Output encoding (escaping) is context sensitive. So be aware of the intended output context and encode appropriately (e.g. HTML entity, URL, JavaScript, etc.)
The OWASP Abridged XSS Prevention Cheat Sheet is a useful and up to date quick reference guide for mitigating XSS issues.
All this is true of any text-based interchange format. We concentrate on HTML because web apps tend to generate a lot of it, and because the security issues are particularly severe. Every text format should have a well-studied escaping function.
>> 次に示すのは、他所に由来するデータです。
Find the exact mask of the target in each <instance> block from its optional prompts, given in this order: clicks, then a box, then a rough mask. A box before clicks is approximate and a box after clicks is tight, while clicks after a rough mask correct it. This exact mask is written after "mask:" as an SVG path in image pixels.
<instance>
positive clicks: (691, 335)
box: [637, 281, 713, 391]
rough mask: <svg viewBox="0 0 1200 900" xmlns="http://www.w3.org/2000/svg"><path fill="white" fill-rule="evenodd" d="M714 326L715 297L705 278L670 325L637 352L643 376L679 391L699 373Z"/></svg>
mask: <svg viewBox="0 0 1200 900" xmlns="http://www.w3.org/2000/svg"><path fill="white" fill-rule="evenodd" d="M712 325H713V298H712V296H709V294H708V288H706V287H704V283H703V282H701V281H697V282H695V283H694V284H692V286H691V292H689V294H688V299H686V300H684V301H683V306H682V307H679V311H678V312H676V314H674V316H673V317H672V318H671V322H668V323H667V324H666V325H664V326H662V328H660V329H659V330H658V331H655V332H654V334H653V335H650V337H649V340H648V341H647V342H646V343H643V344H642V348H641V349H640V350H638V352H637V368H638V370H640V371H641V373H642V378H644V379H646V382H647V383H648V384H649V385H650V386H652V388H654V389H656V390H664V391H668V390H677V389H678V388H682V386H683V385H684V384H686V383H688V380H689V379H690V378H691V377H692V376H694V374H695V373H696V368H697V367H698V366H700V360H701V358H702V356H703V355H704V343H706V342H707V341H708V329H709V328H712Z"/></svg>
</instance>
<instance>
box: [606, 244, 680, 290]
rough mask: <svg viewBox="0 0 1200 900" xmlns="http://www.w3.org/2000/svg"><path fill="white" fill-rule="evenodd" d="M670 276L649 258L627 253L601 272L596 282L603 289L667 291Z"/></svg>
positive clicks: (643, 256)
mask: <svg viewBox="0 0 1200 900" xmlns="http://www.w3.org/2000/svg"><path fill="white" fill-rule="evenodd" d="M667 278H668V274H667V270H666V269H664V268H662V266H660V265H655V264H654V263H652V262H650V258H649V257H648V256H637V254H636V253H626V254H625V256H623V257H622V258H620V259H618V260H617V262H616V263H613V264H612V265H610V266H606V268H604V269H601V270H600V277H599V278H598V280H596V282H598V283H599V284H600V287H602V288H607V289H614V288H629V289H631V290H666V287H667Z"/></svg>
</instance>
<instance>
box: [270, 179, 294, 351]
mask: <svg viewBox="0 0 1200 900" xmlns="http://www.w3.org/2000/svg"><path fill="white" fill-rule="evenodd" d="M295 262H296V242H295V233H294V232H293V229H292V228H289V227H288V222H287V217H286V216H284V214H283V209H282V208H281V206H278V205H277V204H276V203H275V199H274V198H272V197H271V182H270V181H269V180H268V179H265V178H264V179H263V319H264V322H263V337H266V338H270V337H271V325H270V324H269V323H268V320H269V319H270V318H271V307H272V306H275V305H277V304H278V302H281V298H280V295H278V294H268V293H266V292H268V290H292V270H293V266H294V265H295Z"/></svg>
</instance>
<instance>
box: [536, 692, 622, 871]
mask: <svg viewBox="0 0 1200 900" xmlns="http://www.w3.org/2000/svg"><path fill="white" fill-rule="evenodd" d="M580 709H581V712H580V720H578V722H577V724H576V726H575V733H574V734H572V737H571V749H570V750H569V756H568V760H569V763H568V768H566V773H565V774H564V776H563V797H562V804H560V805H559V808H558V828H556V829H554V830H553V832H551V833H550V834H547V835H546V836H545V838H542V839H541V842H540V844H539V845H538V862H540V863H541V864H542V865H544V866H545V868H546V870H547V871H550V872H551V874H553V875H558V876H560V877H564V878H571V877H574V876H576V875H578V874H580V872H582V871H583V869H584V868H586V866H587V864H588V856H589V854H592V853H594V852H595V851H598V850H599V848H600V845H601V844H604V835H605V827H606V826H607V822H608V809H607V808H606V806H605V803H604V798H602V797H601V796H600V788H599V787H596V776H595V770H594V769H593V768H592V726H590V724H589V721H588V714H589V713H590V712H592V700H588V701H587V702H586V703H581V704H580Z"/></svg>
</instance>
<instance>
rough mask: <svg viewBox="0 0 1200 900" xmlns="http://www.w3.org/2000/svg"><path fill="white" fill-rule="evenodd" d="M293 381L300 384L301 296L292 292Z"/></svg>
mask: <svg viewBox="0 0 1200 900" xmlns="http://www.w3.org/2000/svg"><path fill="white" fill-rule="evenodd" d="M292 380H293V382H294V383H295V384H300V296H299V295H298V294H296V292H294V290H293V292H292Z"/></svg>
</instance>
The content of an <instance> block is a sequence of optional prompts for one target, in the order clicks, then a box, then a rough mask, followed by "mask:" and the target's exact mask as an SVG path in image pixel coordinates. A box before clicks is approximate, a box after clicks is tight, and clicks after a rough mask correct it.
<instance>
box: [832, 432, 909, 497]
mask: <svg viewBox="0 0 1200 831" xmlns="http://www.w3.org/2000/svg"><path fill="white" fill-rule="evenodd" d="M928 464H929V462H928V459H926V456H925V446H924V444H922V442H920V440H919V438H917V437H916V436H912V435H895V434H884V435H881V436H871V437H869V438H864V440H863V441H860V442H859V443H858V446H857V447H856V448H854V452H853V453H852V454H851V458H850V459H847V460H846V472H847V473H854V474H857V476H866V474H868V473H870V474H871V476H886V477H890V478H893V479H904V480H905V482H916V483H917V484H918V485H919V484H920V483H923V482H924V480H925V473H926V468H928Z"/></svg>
Here are some convenience functions which do HTML escaping for your site.
| 書式 | エスケープ関数 | 注記 |
|---|---|---|
| HTML | htmlspecialchars( $string, ENT_QUOTES ) | Always use the ENT_QUOTES flag which converts both double and single quotes. PHP has unfortunately "escape only single quotes" as default.[1] |
| XML ID | Sanitizer::escapeId() | HTML の id 属性用 |
| CSS | Sanitizer::checkCss() | HTML の style 属性用 |
| JavaScript | FormatJson::encode(), Xml::encodeJsVar() | |
| URL パラメーター | wfArrayToCgi(), urlencode() | |
| SQL | $db->addQuotes() |
MediaWikiエスケープ出力
MediaWiki also has some elegant built-in interfaces which implicitly escape your output. For SQL using the 'key' => 'value' syntax of conditions implicitly escapes values. And the Html:: and Xml:: interface methods escape attributes, and depending on the method used may escape a text value as well.
外部リンク
- Escaping, w3.org. Very well written definition of escaping.